DENVER - A bill on the Colorado Senate floor today would increase the penalties for disruptive behavior at fossil-fuel sites.

Tampering with industrial equipment at an oil or natural gas site is a Class Two misdemeanor in Colorado, but Senate Bill 17-035 aims to make it a Class Six felony. If passed, punishment for the new and expanded definitions of violation could include a $100,000 fine and up to 18 months in jail.

The bill's sponsor, Sen. Jerry Sonnenberg, R-Dist. 1, has said it's about safety. Objectors say it's a way to create fear among activists who try to disrupt business to protest the fossil-fuel industry.

Shelly Nanter is with the Fort Collins branch of Water is Life, a group connected to the Dakota Access Pipeline protests.
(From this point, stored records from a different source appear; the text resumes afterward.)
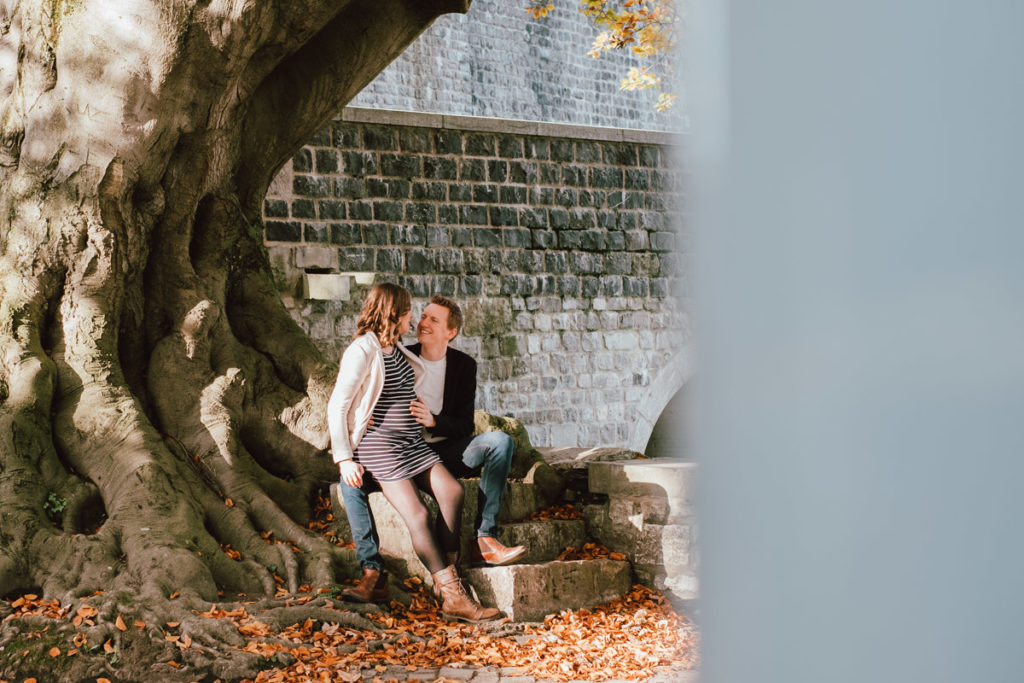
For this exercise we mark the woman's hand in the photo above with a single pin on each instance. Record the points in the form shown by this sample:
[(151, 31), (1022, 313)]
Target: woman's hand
[(422, 414), (351, 473)]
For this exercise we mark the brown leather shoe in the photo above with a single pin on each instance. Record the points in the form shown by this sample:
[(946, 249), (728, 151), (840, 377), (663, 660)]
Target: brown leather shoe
[(372, 588), (488, 549), (457, 603)]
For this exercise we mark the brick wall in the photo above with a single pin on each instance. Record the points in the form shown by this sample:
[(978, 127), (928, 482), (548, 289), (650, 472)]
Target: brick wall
[(557, 240)]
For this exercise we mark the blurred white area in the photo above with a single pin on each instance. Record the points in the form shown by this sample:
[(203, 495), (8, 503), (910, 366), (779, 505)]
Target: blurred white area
[(857, 263)]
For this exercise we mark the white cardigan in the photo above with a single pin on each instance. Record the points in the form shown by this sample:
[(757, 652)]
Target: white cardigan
[(360, 380)]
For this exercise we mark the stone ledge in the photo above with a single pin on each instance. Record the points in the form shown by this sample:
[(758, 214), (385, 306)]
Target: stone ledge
[(512, 126)]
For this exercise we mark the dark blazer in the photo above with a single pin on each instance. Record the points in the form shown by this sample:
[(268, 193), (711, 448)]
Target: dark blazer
[(456, 418)]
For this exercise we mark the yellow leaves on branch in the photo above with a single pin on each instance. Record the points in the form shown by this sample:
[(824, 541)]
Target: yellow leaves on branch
[(647, 28)]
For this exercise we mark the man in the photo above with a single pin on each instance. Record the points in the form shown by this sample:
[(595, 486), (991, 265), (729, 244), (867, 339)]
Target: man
[(444, 407)]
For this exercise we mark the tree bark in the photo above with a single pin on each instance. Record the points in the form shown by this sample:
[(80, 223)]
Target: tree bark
[(157, 400)]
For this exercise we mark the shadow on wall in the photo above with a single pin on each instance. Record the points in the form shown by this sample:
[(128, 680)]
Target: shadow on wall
[(669, 438)]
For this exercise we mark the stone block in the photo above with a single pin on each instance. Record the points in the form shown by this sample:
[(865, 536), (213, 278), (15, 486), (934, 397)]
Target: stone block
[(545, 540), (530, 592), (644, 478)]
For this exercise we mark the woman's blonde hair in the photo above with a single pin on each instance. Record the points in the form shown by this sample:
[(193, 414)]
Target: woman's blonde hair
[(385, 303)]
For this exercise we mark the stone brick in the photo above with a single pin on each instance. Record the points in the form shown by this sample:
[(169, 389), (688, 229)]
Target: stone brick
[(569, 239), (593, 240), (314, 231), (331, 210), (360, 211), (479, 144), (351, 188), (448, 141), (517, 237), (498, 171), (604, 176), (523, 172), (588, 153), (407, 235), (345, 233), (473, 214), (343, 135), (487, 237), (311, 185), (566, 198), (421, 212), (448, 214), (620, 154), (436, 191), (487, 194), (401, 166), (419, 261), (358, 164), (459, 193), (450, 260), (414, 139), (440, 168), (561, 150), (513, 195), (473, 170), (280, 230), (375, 233), (327, 161), (389, 260), (380, 137), (388, 211), (582, 219), (573, 175), (303, 209), (275, 209), (359, 259), (537, 147), (544, 239), (302, 162), (503, 215), (558, 218)]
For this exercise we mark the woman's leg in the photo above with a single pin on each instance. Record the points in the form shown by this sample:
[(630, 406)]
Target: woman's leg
[(448, 492), (406, 499)]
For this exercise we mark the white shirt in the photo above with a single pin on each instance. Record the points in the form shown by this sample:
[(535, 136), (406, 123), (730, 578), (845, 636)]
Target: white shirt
[(430, 388)]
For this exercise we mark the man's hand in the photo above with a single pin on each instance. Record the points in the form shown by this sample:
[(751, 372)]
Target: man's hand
[(351, 473), (422, 414)]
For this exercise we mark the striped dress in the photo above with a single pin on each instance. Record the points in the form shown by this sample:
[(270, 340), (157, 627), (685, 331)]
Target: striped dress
[(393, 447)]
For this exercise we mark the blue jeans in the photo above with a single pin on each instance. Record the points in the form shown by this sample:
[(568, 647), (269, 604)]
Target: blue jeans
[(487, 455)]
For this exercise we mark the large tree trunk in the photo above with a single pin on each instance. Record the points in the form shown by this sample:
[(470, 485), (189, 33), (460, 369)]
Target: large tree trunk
[(151, 380)]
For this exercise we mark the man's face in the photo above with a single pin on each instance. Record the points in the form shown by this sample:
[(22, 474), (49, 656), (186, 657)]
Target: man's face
[(433, 328)]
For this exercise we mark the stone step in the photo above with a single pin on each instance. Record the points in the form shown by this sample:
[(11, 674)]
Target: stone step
[(530, 592), (545, 540), (644, 478)]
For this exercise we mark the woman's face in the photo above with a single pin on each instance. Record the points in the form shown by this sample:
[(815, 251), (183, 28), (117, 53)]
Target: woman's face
[(404, 323)]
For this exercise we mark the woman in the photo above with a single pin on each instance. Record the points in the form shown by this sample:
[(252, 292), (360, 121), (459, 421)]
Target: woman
[(373, 428)]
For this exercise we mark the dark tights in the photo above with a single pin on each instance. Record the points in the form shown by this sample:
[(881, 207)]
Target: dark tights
[(429, 545)]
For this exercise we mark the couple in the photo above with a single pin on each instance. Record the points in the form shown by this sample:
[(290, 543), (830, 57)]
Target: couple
[(402, 419)]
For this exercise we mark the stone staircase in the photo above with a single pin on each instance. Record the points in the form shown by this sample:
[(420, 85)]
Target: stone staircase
[(640, 508), (537, 585)]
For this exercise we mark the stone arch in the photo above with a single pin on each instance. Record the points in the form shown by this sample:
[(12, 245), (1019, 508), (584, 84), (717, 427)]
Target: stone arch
[(670, 380)]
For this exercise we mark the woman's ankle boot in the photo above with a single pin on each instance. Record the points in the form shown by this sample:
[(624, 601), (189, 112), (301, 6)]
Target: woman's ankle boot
[(457, 603)]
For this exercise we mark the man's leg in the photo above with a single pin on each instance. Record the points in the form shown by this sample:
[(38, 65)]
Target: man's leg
[(373, 587), (491, 455)]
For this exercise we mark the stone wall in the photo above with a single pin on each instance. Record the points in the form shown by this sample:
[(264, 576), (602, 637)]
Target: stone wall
[(541, 72), (557, 240)]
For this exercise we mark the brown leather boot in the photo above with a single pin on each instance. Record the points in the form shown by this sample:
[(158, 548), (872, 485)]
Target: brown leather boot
[(457, 603), (489, 550), (372, 588)]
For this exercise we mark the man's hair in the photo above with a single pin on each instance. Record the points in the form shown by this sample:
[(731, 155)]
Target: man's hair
[(385, 303), (455, 313)]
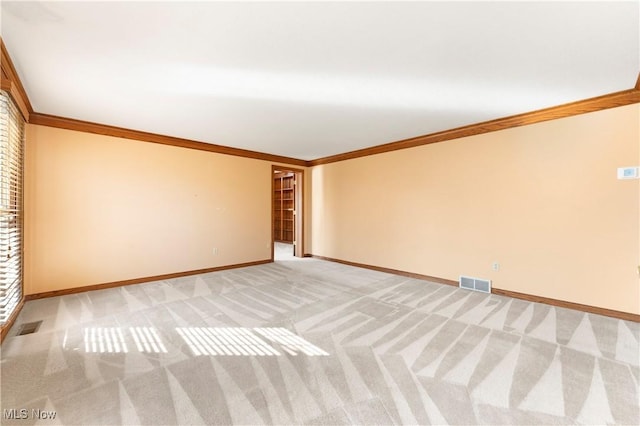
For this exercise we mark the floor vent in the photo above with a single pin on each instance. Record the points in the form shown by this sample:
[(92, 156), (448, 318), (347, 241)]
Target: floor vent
[(28, 328), (475, 284)]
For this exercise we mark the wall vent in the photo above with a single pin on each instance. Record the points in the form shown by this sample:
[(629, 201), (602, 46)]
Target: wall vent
[(475, 284), (28, 328)]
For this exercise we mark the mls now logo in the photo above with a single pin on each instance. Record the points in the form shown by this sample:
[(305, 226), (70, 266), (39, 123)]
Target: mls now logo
[(23, 414)]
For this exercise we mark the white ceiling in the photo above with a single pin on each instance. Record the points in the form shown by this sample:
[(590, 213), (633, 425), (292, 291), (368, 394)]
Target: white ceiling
[(308, 80)]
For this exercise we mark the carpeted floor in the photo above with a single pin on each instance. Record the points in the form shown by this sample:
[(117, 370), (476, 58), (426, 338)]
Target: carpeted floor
[(312, 342)]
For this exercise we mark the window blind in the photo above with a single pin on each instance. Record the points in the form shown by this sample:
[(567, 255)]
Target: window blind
[(12, 127)]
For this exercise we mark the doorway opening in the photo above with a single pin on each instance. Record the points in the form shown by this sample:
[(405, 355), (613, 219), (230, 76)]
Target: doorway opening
[(287, 227)]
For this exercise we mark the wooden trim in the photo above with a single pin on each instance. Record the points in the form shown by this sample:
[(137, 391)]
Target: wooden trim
[(625, 97), (74, 290), (10, 71), (11, 88), (299, 221), (569, 305), (120, 132), (389, 270), (523, 296), (7, 327)]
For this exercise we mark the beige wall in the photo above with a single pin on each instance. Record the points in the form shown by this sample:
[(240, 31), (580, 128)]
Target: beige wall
[(542, 200), (100, 209)]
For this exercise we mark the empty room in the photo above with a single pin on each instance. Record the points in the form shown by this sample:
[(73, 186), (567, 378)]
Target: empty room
[(341, 212)]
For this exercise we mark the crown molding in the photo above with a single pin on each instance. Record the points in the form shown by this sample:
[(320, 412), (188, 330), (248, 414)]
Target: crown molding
[(16, 89), (612, 100), (120, 132), (12, 84)]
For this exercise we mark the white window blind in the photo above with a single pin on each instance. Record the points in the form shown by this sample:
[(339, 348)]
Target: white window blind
[(11, 166)]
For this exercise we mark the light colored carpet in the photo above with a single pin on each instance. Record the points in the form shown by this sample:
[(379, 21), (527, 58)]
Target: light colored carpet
[(312, 342)]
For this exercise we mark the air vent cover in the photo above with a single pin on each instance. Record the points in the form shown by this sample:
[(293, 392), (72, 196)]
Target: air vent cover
[(28, 328), (475, 284)]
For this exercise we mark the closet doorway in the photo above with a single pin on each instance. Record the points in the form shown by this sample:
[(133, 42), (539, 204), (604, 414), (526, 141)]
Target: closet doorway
[(287, 229)]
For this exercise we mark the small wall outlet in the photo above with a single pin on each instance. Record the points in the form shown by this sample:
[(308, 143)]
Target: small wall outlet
[(629, 173)]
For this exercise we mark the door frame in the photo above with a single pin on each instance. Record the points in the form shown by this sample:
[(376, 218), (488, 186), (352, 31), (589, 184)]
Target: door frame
[(299, 209)]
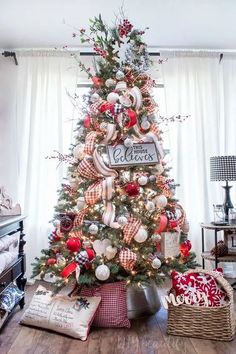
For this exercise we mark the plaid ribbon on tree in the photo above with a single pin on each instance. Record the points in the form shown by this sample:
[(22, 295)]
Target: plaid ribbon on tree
[(131, 228), (79, 219), (90, 143), (93, 193), (86, 169), (127, 259)]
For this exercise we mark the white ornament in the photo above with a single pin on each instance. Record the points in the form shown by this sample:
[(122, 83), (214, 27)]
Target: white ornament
[(143, 180), (94, 97), (112, 97), (78, 152), (110, 252), (100, 246), (80, 203), (156, 238), (102, 272), (161, 201), (120, 75), (145, 125), (122, 220), (121, 86), (156, 263), (103, 126), (141, 235), (56, 223), (93, 229), (110, 83), (150, 206), (128, 142)]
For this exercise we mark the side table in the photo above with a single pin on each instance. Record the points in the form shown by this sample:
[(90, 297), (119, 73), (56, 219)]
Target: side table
[(10, 225), (206, 255)]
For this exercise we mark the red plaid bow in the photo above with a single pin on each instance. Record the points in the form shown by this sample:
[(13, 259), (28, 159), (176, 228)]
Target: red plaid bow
[(127, 259), (93, 193), (86, 169), (131, 228)]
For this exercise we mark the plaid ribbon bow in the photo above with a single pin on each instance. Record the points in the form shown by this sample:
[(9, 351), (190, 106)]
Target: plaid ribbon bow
[(127, 259), (131, 228)]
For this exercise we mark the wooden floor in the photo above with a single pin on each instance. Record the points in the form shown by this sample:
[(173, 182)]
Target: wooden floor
[(146, 336)]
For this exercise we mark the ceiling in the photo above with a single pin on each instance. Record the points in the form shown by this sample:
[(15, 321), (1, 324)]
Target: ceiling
[(204, 24)]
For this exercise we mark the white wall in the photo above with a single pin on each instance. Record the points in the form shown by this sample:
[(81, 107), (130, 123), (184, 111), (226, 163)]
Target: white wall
[(8, 151)]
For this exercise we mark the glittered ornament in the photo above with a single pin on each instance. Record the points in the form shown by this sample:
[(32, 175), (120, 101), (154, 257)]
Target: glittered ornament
[(110, 83), (73, 244), (94, 97), (112, 97), (141, 235), (150, 206), (132, 118), (120, 75), (102, 272), (93, 229), (122, 220), (145, 125), (97, 81), (66, 223), (78, 152), (128, 142), (110, 252), (51, 261), (185, 247), (80, 203), (156, 263), (132, 189), (156, 238), (87, 122), (142, 180), (161, 201)]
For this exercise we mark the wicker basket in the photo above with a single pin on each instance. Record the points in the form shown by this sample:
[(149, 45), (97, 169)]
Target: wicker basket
[(216, 323)]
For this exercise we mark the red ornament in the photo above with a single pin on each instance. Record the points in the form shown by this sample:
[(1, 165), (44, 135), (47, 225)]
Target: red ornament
[(87, 122), (90, 253), (185, 247), (51, 261), (97, 81), (173, 224), (162, 224), (132, 189), (73, 244), (132, 118), (68, 270), (105, 106)]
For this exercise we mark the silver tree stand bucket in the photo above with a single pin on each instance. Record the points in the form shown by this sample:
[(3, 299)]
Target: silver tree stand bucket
[(142, 300)]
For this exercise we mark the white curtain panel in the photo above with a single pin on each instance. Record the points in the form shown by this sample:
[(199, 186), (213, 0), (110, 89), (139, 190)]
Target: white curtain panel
[(200, 86), (45, 119)]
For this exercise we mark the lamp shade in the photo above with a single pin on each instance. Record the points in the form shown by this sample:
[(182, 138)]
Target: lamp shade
[(223, 168)]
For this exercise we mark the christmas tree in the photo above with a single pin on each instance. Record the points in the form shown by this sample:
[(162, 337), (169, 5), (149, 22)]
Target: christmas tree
[(117, 217)]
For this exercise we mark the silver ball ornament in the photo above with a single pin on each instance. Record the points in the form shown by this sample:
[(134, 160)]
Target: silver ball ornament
[(120, 75), (93, 229), (161, 201), (141, 235), (110, 83), (142, 180), (94, 97), (156, 263), (102, 272), (128, 142), (112, 97)]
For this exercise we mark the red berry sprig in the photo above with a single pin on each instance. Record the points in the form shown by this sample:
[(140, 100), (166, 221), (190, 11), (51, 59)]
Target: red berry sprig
[(125, 28)]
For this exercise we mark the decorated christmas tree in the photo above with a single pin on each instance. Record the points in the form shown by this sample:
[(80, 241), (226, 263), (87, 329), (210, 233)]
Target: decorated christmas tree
[(117, 217)]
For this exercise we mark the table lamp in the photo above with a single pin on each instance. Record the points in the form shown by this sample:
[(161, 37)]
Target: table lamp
[(223, 168)]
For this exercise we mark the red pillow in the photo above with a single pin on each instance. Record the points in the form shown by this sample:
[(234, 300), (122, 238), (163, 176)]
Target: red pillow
[(112, 311), (189, 284)]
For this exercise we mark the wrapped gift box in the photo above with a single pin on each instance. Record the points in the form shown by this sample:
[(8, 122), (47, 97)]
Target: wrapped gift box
[(170, 244)]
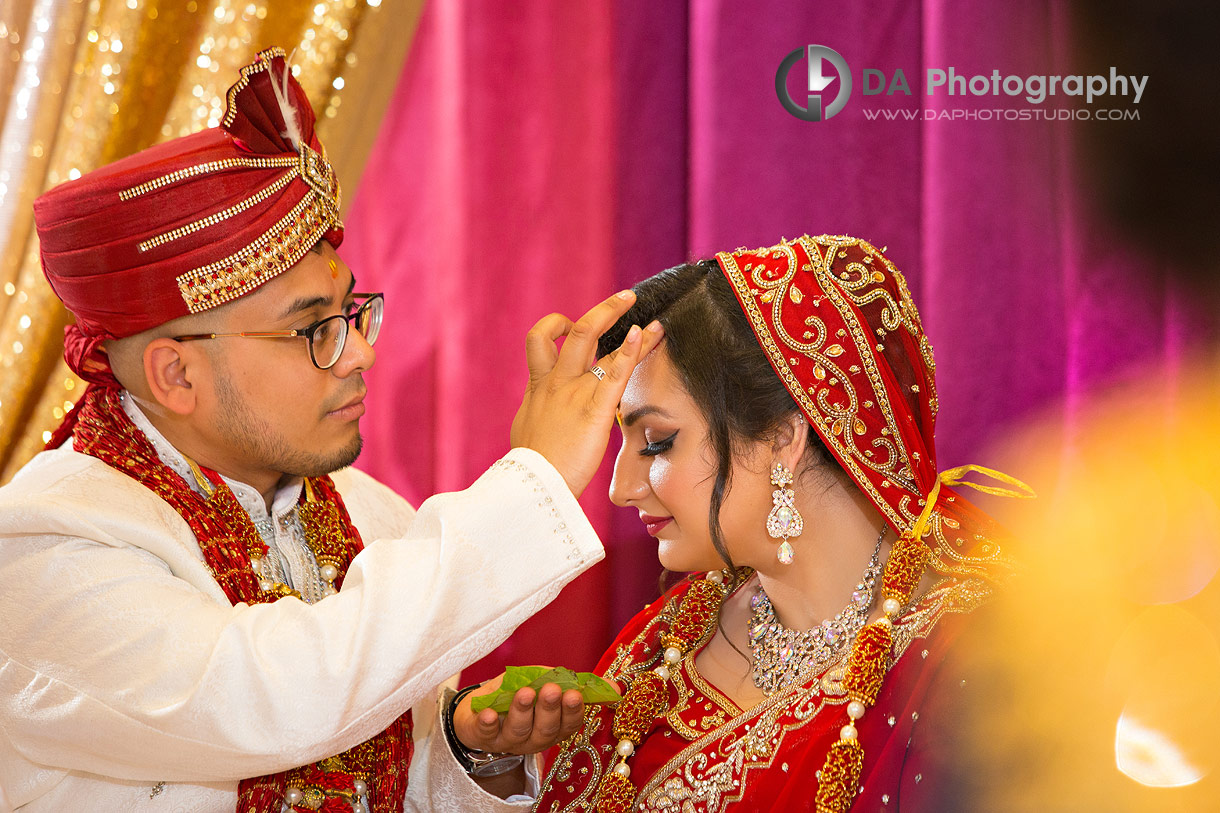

"It is a veiled attempt, really, to keep peaceful protesters or any kind of peaceful actions away from any oil and gas activity," said Nanter. "Those kind of actions that would create bodily harm are already covered in other criminal charges that you could bring up."

Nanter and more than 20 others who showed up at a Senate committee hearing last month to speak out against the bill contend current penalties are enough to deter dangerous behavior without infringing on First Amendment rights.

The penalty outlined in the legislation is equal to possession of up to two grams of crystal meth.

Sonnenberg hasn't denied the bill is aimed at protesters, but claims its purpose is to protect the safety of workers, communities and the activists. The bill calls out, "any person who in any manner...attempts to interfere with...any equipment associated with oil or gas gathering."

Nanter feels this kind of open-ended wording points to a larger objective.

"The language is so vague that almost any kind of action - a peaceful protest on the side of the street - could be construed as going in and tampering with a valve," she said.

Nanter added other bills have targeted protesters in other states. In North Dakota, where activists halted construction of the Dakota Access Pipeline for weeks, legislation attempted to move the legal burden of proof onto pedestrians if they were struck by vehicles while blocking a roadway.